Friday, March 26, 2010

How to Write a Spelling Corrector

Several years ago, I came across an article about how to write a simple spelling corrector by Peter Norvig. It occurred to me recently, that he was missing an implementation in Factor, so I thought to contribute one.

Note: I try to keep the structure of this implementation close to his original Python, so that it can be more easily understood, and more easily tested in parts.

The premise behind his spelling correction algorithm is that when a word is mistyped, it is "close" to the actual word intended. For each incorrect word, the algorithm looks for all the correctly spelled words that can be made by one or two "fixes" (e.g., deleting an extra letter, swapping two letters, inserting a missing letter, etc.). This gives you the list of possible corrections.

Now, it wouldn't be Peter Norvig if it didn't have probabilities in it. And sure enough, he introduces a very simple solution for the "most likely correct word", which is to pick from the list of possible corrections, the word that is most commonly used in the given language.

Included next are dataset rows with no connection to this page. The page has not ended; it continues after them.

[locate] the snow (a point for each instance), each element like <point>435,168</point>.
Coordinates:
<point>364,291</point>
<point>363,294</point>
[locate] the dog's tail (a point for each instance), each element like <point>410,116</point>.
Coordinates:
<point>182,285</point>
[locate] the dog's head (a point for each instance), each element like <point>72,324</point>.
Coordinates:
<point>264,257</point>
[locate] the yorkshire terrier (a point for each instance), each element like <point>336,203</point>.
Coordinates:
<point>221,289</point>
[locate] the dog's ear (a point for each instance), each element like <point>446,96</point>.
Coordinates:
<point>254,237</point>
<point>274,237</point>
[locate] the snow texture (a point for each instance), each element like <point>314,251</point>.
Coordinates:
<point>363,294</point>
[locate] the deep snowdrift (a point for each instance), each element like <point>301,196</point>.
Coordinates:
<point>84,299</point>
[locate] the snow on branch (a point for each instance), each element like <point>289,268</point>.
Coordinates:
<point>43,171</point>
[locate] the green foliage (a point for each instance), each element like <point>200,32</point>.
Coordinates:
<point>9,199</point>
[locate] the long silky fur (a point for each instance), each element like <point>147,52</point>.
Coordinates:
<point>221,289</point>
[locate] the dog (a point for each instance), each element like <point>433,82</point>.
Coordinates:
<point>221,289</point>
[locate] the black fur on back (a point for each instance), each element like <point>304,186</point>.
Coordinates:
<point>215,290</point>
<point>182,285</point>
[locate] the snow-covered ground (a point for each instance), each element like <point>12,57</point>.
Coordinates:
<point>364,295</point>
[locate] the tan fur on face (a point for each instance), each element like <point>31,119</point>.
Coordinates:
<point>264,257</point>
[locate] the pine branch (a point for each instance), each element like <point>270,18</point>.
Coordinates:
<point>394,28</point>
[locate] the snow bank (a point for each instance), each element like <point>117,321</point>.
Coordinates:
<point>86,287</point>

We will first define a vocabulary to place our words, and list the other vocabularies that ours will depend upon:

USING: ascii arrays assocs combinators fry kernel
memoize make math math.order math.ranges io.encodings.ascii
io.files sequences sorting splitting strings ;

IN: spelling

To begin our implementation, we need to generate a list of words and frequencies of occurrence. He compiled a file called big.txt that contains about a million words from various public domain sources, which we will use also.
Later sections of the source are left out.